I will leave that question hanging, beyond observing that, until the 7 October attacks, I had attended events where almost no one under 40 had shown particular knowledge of or interest in the Palestinian cause; the name Yasser Arafat meant almost nothing. As for the international threat from PLO terrorism, you would be hard put to find anyone of student age, beyond those with a Palestinian or wider Middle Eastern background, who knew anything about it.

Nor has that necessarily changed. What people across the Western world have locked onto is what is happening to Palestinians now, and their cause has become, in a way, an injustice that stands for many. The difficulty facing not just US institutions is that this cause clashes with the deeply held claim of Jews to their own security and their own state.

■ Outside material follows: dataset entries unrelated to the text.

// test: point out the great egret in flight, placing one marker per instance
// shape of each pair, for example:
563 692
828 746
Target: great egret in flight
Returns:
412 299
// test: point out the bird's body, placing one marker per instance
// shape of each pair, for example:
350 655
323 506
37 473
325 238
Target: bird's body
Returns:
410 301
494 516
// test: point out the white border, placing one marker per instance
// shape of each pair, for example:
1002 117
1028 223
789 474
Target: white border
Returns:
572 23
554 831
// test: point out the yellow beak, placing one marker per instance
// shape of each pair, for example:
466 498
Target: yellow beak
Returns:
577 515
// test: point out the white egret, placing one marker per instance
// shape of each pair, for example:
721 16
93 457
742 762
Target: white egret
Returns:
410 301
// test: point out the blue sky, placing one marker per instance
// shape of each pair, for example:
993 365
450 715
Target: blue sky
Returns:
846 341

A conflict in the Middle East, transmitted around the world in real time, replicates itself elsewhere in clashes on campus (as at UCLA) and elsewhere, with charges of antisemitism – sometimes warranted, sometimes not. The student body, like public opinion more broadly, may be divided, presenting big dilemmas to administrators, teachers and law enforcement alike.

If the parallels between then and now are less than they might appear, so too are any parallels that might be drawn between their respective results – although the balance of achievement might be reversed. After all, what did the student protests of 1968 really achieve?

They may have helped, but they did not, by themselves, end the Vietnam war, which had its own denouement on the ground. Nor did they force the resignation of Richard Nixon, which was largely his own doing. Student engagement might have bolstered the civil rights movement, but the marches and achievements would probably have happened without them. With hindsight, the student revolts look more like the symptoms of profound social change rather than its cause.

The current protests may be seen in the same way, as symptom rather than cause, of a big change in US opinion. In recent months, Joe Biden has gradually adjusted US policy on Gaza to the point of openly criticising Israel, and it is hard to see that he would have done that just to please critics abroad.

Viewed in retrospect, the campus protests of 2024 may be seen as the harbinger of a historic shift in US policy in the Middle East. It would be explained partly by real-time information about the war in Gaza, partly by the growing, albeit still small number of Muslims in the US, partly by a decline in the influence of the American Israel lobby.

It is a change that can be seen as both generational and philosophical – and one in which ferment on campus may have helped to lead the way.